Шведская сказка - Шкваров Алексей Геннадьевич. Страница 24

- Перевешать всю жидову вместе с ляхами, бисово отродье! Перетопить в Днепре! – зашумели запорожцы.

- Да щоб свиньи их зъили! Нешто терпеть это можно? – поднялся могучий Бурляй.

- Ось справим ляхам та жидам поминки по душам христианским! – со свистом вылетел клинок кривой из ножен. Шило хищно ощерился.

- А ну геть! Убери шаблюку, Шило! – прикрикнул атаман, подавив в себе ярость и успокаивая разгорячившихся. Встал на ноги, во весь рост богатырский выпрямился.

- Что не веришь, козак? – блеснул на него взглядом чернец. – Коль на Переяславль идешь, там и спросишь сам у владыки Гервасия. Сказывали грамоту он имеет. От царицы русской. Указ императорский подниматься супротив поляков за веру нашу.

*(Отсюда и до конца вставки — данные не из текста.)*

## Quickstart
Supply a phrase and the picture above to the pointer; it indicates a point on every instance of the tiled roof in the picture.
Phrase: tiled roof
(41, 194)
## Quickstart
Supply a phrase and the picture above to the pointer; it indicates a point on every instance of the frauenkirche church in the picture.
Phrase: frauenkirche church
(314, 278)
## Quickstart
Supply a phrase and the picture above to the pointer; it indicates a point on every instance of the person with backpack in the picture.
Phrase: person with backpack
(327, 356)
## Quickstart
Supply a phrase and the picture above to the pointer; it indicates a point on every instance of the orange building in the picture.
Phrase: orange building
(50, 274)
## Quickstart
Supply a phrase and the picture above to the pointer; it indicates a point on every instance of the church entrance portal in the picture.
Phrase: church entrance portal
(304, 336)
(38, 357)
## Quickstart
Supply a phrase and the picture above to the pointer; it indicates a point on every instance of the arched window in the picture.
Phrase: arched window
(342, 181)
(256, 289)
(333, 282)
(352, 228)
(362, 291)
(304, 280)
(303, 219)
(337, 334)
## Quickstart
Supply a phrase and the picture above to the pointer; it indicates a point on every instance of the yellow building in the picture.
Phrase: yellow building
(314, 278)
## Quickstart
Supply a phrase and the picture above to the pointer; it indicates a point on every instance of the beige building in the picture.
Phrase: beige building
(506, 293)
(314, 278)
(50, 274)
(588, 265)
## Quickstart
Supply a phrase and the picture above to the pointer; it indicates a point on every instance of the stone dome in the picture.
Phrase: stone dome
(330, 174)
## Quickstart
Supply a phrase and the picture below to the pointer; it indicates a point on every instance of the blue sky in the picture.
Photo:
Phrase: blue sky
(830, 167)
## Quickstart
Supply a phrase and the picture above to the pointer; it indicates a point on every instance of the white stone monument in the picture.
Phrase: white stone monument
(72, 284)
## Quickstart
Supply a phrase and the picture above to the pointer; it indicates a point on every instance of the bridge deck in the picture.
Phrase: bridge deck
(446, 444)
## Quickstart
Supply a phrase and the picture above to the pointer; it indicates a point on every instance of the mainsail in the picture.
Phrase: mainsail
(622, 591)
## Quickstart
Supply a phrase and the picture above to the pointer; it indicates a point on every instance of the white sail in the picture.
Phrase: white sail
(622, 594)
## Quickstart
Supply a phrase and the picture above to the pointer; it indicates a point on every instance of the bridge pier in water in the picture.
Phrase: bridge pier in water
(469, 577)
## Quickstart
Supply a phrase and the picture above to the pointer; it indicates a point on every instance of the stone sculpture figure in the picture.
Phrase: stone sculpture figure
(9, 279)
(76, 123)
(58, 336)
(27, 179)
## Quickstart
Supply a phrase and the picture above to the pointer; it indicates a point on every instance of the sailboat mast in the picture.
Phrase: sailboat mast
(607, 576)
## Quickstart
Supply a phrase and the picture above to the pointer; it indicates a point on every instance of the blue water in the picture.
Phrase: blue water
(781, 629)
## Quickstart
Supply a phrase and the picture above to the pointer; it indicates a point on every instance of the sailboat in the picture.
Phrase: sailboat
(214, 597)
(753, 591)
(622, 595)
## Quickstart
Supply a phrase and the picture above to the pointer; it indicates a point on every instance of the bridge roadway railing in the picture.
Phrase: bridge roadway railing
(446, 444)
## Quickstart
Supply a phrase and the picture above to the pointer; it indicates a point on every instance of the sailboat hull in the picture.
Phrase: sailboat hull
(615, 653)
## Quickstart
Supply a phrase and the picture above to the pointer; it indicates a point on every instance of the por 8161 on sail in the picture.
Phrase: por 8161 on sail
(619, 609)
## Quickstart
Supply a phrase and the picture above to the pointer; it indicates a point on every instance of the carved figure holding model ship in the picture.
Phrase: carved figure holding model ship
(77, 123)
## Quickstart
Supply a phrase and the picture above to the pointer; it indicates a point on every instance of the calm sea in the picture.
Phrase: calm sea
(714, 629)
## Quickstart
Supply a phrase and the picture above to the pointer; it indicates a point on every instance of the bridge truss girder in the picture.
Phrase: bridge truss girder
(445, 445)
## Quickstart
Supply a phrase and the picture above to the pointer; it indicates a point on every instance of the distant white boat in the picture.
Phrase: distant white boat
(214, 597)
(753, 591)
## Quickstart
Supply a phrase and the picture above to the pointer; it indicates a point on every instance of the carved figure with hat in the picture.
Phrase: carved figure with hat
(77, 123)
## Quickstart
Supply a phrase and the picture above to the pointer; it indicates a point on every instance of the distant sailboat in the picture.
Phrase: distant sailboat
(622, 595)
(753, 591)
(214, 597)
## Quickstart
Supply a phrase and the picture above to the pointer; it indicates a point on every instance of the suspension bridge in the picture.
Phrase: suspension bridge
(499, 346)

- Указ говоришь царский… - задумался Железняк, мыслями в Сечь перенесся. - Нет, не даст кошевой Калнышевский все войско запорожское поднять. На один только курень свой рассчитывать мог Максим. Сколько их? Сотен пять-шесть набрать можно. И все?

Словно мысли козацкие потаенные читая, вдруг произнес монах:

- Близ рогаток пограничных полным-полно козаков обретается, что бежали от войск конфедерации ляхской. Уговорись с ними и ступай, атаман в Польшу, режь ляхов и жидов, все крестьяне и козаки за тебя будут!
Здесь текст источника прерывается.